Four basic shapes are defined at the production stage:
1. Round and semi-round
2. Semi-baroque
3. Baroque
4. Ringed or circled





For some jewelery makers, shape is purely a design element, be it the sensuous curves of the drop or the flowing free-form lines of many baroque shapes. For such artists, all shapes that inspire them share aesthetic equality.


Most designers agree it is difficult to favor one kind of shape over another. A New York designer once said: "A pearl that looks homely seen loose will be transformed into a thing of beauty if placed in the right setting."


This is determined by observing the special features of the pearl's surface and luster. But nacre thickness, color, shape and size also judge quality.


For reasons best understood by psychologists, pearl dealers talk about the degree to which a pearl's skin is free of blemish as "spotting", a very negative term for a very common pearl feature.

Tahitian cultured pearl farmers generally use four ratings for surface quality: A, B, C and D. Pearl dealers prefer the neutral term "surface" as a way of discussing--or even rating--the presence or absence of imperfections in pearls. In this regard, it is the pearl word equivalent of "clarity".

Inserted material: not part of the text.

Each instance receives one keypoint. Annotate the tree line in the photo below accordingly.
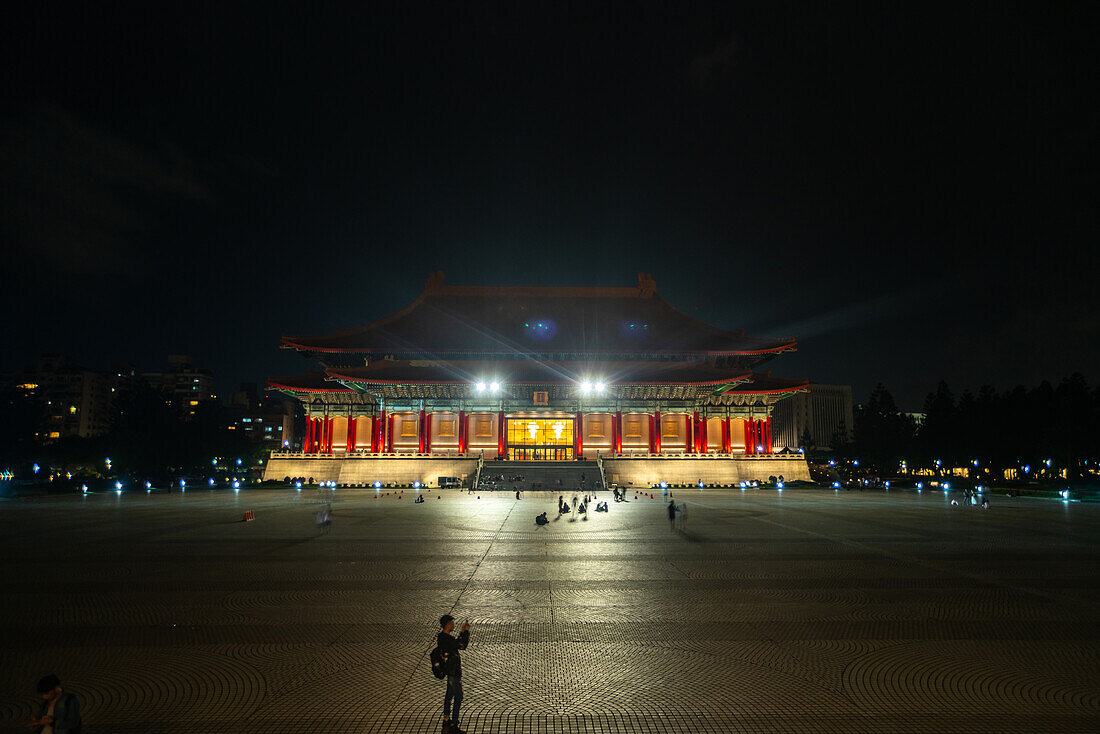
(1020, 427)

This affects the durability and sometimes the beauty of a Tahitian cultured pearl.If a cultured pearl starts off with a thick coating of nacre (and gets reasonable care), its beauty will last a life time.

If, however, the pearl has a thin nacre coating (or is carelessly treated), its nacre will soon wear away, exposing the nucleus.

The French Polynesian Government has set up a minimum nacre thickness of 0,8mm to the Tahitian Cultured Pearl. All pearls showing less than 0,8mm thickness are banned for marketing and destroyed.